Double decker buses will soon become a common sight on Sydney’s streets once more after the New South Wales Government revealed it will commission a proper fleet of the high capacity vehicles to boost capacity on crowded runs as part of a $108 million service boost and refresh in the 2016-17 NSW Budget
Exact details on who will manufacture and how many of the new 80-seat beasts will be deployed are still to be finalised, but the firm commitment to reinstate double deckers into mainstream route service in Sydney cements major turnaround in public transport thinking 30-years after the last Leyland Atlantean made its from Wynyard to Avalon in May 1986.

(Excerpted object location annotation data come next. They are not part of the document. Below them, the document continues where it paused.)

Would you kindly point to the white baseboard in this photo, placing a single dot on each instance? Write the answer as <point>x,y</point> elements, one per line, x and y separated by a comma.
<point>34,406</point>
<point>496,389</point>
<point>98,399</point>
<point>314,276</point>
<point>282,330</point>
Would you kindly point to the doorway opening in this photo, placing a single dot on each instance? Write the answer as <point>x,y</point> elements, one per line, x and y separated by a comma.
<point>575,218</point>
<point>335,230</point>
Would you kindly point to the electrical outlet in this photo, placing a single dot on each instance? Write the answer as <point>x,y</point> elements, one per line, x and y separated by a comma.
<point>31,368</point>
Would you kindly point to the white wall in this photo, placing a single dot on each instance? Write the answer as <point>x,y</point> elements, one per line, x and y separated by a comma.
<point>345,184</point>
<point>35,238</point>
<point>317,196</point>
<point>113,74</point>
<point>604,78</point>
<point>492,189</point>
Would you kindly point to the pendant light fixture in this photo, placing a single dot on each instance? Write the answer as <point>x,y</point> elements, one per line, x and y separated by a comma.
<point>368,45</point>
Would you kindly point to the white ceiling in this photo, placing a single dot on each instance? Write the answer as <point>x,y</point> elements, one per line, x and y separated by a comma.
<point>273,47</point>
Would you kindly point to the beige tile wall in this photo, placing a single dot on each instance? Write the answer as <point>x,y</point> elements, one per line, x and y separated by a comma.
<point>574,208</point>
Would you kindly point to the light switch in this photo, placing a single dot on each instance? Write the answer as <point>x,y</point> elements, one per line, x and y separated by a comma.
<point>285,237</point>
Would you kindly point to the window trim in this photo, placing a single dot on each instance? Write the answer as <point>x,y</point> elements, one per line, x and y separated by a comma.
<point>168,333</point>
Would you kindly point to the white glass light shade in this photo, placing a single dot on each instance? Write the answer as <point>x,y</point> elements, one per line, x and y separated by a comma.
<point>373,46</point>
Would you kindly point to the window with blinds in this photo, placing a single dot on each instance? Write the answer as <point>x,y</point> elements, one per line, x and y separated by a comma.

While the Baird Government started trialling Bustech double deckers North-West T-Way at the end of August 2012, the pre-Budget essentially embeds the top deck vehicles as part of the city’s core fleet for the foreseeable future.
The announcement is also the second major public transport ‘back to the future’ flip for Transport for NSW after the commitment to reinstate light rail services (or heavy trams) in the city and eastern suburbs, with deployments in the West also highly likely to be commissioned.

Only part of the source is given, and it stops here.